Un autre monde clôt la trilogie de Stéphane Brizé entamée en 2015 avec La loi du marché, suivi en 2018, d’En guerre avec le même acteur principal : Vincent Lindon (filmographie : 70 films) ! Dans le premier il était un ouvrier licencié en quête d’un nouveau travail ; dans le second un syndicaliste accrocheur ; dans le troisième un directeur d’usine ! Le miracle de cet acteur est qu’il est toujours crédible dans ses différentes interprétations … sans transformation physique : il est lui et l’autre. De fait, il a été récompensé au Festival de Cannes 2015 par le prix d’interprétation pour son rôle de demandeur d’emploi à la dérive dans La loi du marché ainsi que le César 2016 du meilleur acteur pour le même film.
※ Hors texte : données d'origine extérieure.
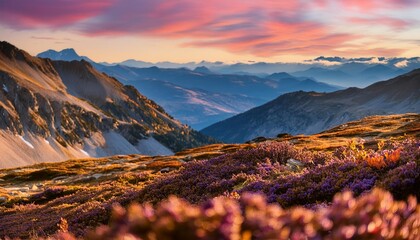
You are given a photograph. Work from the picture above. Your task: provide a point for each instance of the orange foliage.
(380, 161)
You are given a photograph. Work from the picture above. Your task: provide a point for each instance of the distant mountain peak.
(202, 69)
(67, 54)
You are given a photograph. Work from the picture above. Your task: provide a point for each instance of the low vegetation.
(274, 189)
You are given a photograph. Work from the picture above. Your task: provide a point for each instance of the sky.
(214, 30)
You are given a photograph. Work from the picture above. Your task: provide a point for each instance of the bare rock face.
(75, 105)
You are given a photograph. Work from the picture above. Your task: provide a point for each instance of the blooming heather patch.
(375, 215)
(269, 169)
(301, 181)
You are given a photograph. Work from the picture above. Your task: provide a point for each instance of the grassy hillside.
(299, 180)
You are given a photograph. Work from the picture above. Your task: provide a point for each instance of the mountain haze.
(201, 97)
(312, 112)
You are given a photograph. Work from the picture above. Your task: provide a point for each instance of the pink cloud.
(386, 21)
(372, 5)
(26, 14)
(262, 28)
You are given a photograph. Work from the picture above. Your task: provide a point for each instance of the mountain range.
(312, 112)
(200, 97)
(55, 110)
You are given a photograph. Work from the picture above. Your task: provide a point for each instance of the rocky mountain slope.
(83, 191)
(200, 97)
(55, 110)
(311, 112)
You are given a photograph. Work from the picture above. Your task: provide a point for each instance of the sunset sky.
(214, 30)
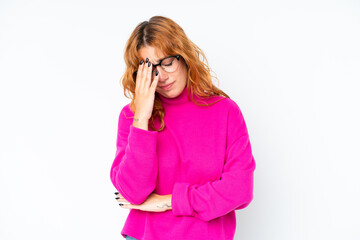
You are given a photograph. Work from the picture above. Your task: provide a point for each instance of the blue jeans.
(129, 238)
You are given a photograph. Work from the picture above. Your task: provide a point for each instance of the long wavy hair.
(165, 35)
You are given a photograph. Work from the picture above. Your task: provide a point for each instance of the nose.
(162, 74)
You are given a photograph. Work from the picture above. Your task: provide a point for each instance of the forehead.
(154, 54)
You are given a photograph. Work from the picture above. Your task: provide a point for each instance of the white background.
(293, 67)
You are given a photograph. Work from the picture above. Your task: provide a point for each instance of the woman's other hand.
(154, 203)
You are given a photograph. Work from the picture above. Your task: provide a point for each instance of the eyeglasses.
(169, 64)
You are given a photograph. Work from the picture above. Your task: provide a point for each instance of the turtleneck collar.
(182, 98)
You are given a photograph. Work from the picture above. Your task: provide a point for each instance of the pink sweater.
(203, 158)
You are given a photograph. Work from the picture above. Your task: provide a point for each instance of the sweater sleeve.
(135, 167)
(234, 189)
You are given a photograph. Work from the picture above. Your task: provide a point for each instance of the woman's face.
(178, 78)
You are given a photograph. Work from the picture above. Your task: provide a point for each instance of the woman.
(183, 161)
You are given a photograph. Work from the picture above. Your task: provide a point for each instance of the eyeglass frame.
(159, 64)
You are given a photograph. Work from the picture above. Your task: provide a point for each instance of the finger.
(139, 74)
(145, 73)
(148, 77)
(155, 82)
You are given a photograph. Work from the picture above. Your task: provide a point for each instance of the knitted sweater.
(203, 158)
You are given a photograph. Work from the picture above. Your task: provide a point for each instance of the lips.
(165, 85)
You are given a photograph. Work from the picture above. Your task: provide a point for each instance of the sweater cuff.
(142, 141)
(180, 201)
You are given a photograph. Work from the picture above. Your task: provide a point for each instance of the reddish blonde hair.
(165, 35)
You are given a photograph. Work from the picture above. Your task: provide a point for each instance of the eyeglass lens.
(168, 65)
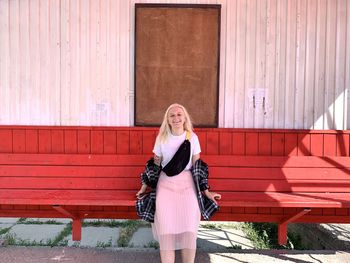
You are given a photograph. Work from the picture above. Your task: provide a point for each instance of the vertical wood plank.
(291, 65)
(45, 141)
(110, 142)
(264, 145)
(301, 40)
(5, 64)
(340, 65)
(330, 144)
(250, 62)
(6, 141)
(239, 97)
(252, 141)
(70, 141)
(57, 141)
(260, 61)
(271, 56)
(97, 141)
(331, 29)
(281, 54)
(320, 87)
(230, 87)
(316, 141)
(277, 144)
(14, 73)
(310, 66)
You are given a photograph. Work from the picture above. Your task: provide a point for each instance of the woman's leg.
(167, 256)
(188, 255)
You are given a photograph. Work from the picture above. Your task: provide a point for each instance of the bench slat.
(215, 172)
(240, 185)
(127, 198)
(212, 160)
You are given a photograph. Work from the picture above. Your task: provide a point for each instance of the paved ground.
(29, 241)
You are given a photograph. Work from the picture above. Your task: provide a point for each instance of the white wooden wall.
(70, 62)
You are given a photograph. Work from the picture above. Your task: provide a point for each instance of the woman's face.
(176, 118)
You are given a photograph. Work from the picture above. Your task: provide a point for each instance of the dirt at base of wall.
(323, 236)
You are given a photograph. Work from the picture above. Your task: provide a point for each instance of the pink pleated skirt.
(177, 216)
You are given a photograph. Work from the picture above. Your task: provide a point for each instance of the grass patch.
(152, 244)
(25, 221)
(4, 230)
(127, 230)
(104, 244)
(265, 236)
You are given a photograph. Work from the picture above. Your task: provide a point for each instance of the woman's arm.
(195, 158)
(157, 161)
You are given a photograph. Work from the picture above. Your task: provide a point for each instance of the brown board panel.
(177, 60)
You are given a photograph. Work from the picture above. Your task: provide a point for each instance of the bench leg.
(282, 234)
(282, 226)
(76, 229)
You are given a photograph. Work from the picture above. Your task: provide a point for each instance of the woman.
(177, 213)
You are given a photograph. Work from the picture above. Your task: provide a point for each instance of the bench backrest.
(227, 173)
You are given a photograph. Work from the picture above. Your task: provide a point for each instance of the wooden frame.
(177, 51)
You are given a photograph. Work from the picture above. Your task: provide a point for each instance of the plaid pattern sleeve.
(200, 177)
(146, 207)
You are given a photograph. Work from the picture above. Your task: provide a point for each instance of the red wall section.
(140, 140)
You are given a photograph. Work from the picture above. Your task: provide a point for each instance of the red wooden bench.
(277, 176)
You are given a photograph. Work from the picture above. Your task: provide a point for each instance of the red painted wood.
(45, 141)
(343, 145)
(97, 142)
(135, 142)
(57, 141)
(225, 143)
(32, 142)
(291, 147)
(330, 147)
(148, 138)
(202, 137)
(264, 146)
(70, 141)
(19, 141)
(76, 230)
(316, 141)
(238, 143)
(277, 144)
(110, 142)
(304, 147)
(84, 141)
(5, 141)
(251, 143)
(123, 142)
(212, 143)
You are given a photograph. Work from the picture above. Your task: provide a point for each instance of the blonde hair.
(165, 128)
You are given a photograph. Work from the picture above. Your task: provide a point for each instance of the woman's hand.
(141, 191)
(212, 196)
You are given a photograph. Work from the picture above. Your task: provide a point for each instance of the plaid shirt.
(146, 206)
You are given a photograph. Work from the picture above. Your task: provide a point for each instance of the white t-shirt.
(168, 149)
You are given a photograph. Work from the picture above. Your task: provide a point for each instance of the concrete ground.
(30, 240)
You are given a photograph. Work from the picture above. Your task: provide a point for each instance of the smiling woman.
(178, 209)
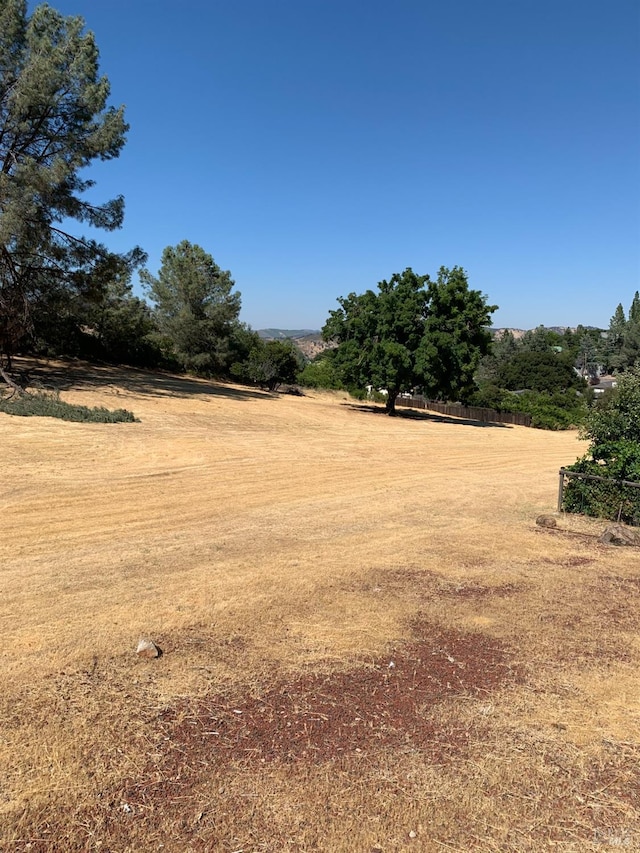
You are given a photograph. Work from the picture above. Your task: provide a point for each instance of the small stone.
(618, 534)
(147, 649)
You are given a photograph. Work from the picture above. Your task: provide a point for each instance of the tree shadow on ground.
(67, 375)
(422, 415)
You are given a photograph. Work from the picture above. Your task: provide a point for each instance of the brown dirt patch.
(322, 717)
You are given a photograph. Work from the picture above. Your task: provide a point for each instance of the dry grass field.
(368, 644)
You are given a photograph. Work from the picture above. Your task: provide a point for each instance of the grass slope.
(368, 644)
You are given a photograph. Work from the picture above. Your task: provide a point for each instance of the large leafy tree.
(54, 122)
(195, 308)
(412, 332)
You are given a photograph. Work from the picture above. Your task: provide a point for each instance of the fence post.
(560, 489)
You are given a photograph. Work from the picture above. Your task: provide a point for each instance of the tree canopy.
(195, 308)
(54, 122)
(413, 332)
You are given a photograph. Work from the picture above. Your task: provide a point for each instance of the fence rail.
(472, 413)
(563, 473)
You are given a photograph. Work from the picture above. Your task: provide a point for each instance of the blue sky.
(315, 147)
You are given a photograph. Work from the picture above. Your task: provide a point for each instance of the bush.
(614, 429)
(47, 404)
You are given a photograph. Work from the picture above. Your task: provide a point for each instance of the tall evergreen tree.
(195, 308)
(54, 122)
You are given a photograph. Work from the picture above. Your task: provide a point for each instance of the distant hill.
(281, 334)
(308, 341)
Pour son neuvième long métrage Stéphane Brizé a modifié sa grammaire cinématographique : il a tourné des scènes de réunions (séquence inaugurale du divorce, réunions des cadres de l’entreprise, réunions du personnel, etc.) avec plusieurs caméras (jusqu'à trois) ce qui lui a permis de disposer de plusieurs axes de vues au montage. Ainsi, les acteurs professionnels (Vincent Lindon, Sandrine Kiberlain, Anthony Bajon, etc.) peuvent côtoyer des acteurs non professionnels (les employés) dont les maladresses de jeux (attitudes, voix, etc.) peuvent être estompées ou au contraire mises en valeur (séquence avec les délégués syndicaux). D’autre part par ses cadrages très précis, l’enchainement des séquences, le réalisateur a « fictionné » l’histoire en s’éloignant des prises de vues documentaire comme lors des deux volets précédents de la trilogie (La loi du marché, En guerre). Cependant, le scénario a été coécrit avec Olivier Gorce, après une longue enquête auprès de nombreux cadres d’entreprises ayant vécu douloureusement (ou pas !) cette obligation de performance devenue dans le métalangage managérial « la variable d’ajustement ». Les coutures minutieuses du scénario (alternance des séquences positives/négatives) font irrésistiblement penser à un autre cinéaste français Claude Sautet (1924/2000) pour son film choral : Vincent, François, Paul… et les autres (1974).
Stéphane Brizé déclare dans un interview qu’il a compris la nécessité de ne pas opposer « les méchants cadres contre les gentils ouvriers ». Tout manichéisme est une absurdité. Dans notre monde complexe, mondialisé, soumis à la loi du néolibéralisme décomplexé, le « dumping » économique et social pratiqué dans de nombreux pays, voisins ou lointains, fait potentiellement du dirigeant d’une entreprise tout autant une victime que ses salariés : au final, il perd aussi après avoir fait le « sale boulot ».
Un autre monde démonte l’horlogerie de l’oppression, du chantage et de la soumission car chaque manager a un patron et le patron suprême est le marché. Le boss d’Elsonn, monsieur Cooper l’affirme sans détour : « c’est Wall Street !».